Auburn stands as Bulldogs’ biggest reality check yet

Georgia Bulldogs coach Kirby Smart talks about this week's opponent - the Auburn Tigers. (Video by Chip Towers/AJC)

Gut feeling: Georgia’s trip to Auburn this week will be the sternest test this season of the Bulldogs’ worthiness.

Notre Dame brought a certain oldie-goldie excitement to town, like the Eagles coming to play Sanford Stadium. And they did put on a good show, surprisingly good.

Florida was a higher-ranked team than Auburn — and it already owned an 11-point win over the Tigers. But that game in Jacksonville never seemed to hold real dread. Again, talking gut here.

Auburn is that opponent that can really unsettle things, gastrointestinally speaking, like a gas-station burrito with a blurred, illegible expiration date.

And going to Auburn, that raises the agita twofold.

The Bulldogs have certain clear advantages over these Tigers. The greatest is this: In such a high-profile game, you’re going to trust a quarterback like Jake Fromm over Auburn freshman Bo Nix. Against Florida, Nix threw three interceptions. He completed just 43 percent of his passes against LSU. Georgia coach Kirby Smart declared that Nix is going to be a good player in the SEC for a long time. You just don’t want him to prove Smart prescient Saturday.

On the road, the Tigers have lost both games they have played against currently ranked conference opponents – the No. 11 Gators and No. 1 LSU. Neither of those were as egregious as losing to South Carolina on a day when Georgia valued the football less than it does a two-star’s homemade recruiting video.

What Auburn has is a habit of making the Bulldogs life uncomfortable at times like this.
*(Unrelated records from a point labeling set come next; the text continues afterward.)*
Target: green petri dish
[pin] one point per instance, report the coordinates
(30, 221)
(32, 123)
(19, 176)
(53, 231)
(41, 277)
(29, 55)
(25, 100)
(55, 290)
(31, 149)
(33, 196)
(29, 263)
Look back no further than 2017, when they traveled down I-85 No. 1 in the country and got routed 40-17. Georgia would win the more important rematch in the SEC Championship game, but the trauma of that trip to Jordan-Hare Stadium remains fresh.

Going to Auburn is a more frightful proposition than a trip to any summer-festival port-o-let. Cross the border into Alabama and turn back your watch and your expectations.

And once Georgia arrives Saturday afternoon, it must contend with much more than 87,000 or so Alabamans revved up on day drinking and a lifelong resentment that comes from working the same neighborhood as Nick Saban.

Nix certainly prefers his home surroundings — in four games at Jordan-Hare, he has averaged 261 yards passing, completing 65 percent of his throws. That’s more than 100 yards, and 17 percentage points better than his road numbers. None of his six interceptions have come at home.

Georgia likes to run the ball. Auburn likes to tackle people who run the ball. All across the Tigers’ defensive line, are big, angry people who seemingly have been there since the second Clinton administration. Senior Derrick Brown, from Sugar Hill, leads them. Against LSU, he had a forced fumble and two fumble recoveries, just the kind of thing the Bulldogs can’t tolerate.

And while it may be a treat to the ears whenever someone announces another tackle by Big Kat Bryant – “When someone says Markaviest, I kind of cringe,” Auburn’s junior defensive end said of his given name — that would not be music to any Bulldog on Saturday.

Nobody has held LSU’s offense to fewer than 36 points ... except Auburn (a relatively miserly 23).

Georgia, as Georgia is wont to do, bludgeoned Auburn into submission at its place last year with 303 rushing yards. If it does anything resembling that Saturday, that would be the surest sign yet that the Bulldogs’ offensive line — beat up as it may be — is as burly as advertised. A win of any sort would do more to justify faith in this team than any other this season.

Everything else has been but prelude to Saturday at Auburn.